Maggie is being sold on it being a zombie movie and the movie in which the world discovers that Arnie can act.
Only one of these facts are true and shockingly it is the second one because the former Governer and Terminator Arnold Schwarzenegger delivers what is arguably his finest on screen performance to date (although is that difficult given his previous benchmarks? After all he is a movie star rather than an actor).
As a father struggling to come to terms with the fact this his daughter will evolve into a zombie, Arnie delivers a surprisingly tender and emotive performance, even shedding the odd tear or two.
Despite it being marketed as a zombie movie, it is a far away from your typical zombie flick as Let The Right One In is from a vampire movie.
There is no widespread panic, massive scenes of desolation or Arnie fighting off hordes of the undead.
Instead at the heart of the film is a family drama where a biological outbreak has created a disease that causes people to slowly turn into the undead.
The disease is treated in the early stages just like any other, with patients patched up and sent home with a pamphlet on preventing the spread of the disease until it is time for them to "turn" and they are shipped off to quarantine.

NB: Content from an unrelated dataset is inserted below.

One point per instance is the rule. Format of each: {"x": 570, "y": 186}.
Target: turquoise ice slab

Quarantine is meant to be where the infected are cared for in their final days but according to some, it is in reality a horrific place where all the infected are left to rot and feed off each other.
And so to the central crux of the story and what Maggie is really about.
The film is actually a comment on the moral dilemma of assisted suicide. Should Arnold allow his daughter to get taken to quarantine where the quality of her life is not assured and she slowly and painfully deteriorates into someone that they and she herself no longer recognises or does he do the humane thing and help her end her life?
All three central performances are strong, with Breslin providing a lot of pain and empathy as the girl who will turn and Joely Richardson offering a counterpoint to Arnold's desire to protect his daughter as the stepmom who doesn't see Maggie as one of her own.
The tagline for the film could have been "Don't Get Too Close" but this is close to being the freshest take on the zombie film since 28 Days Later and won't be undead on arrival in cinemas this July.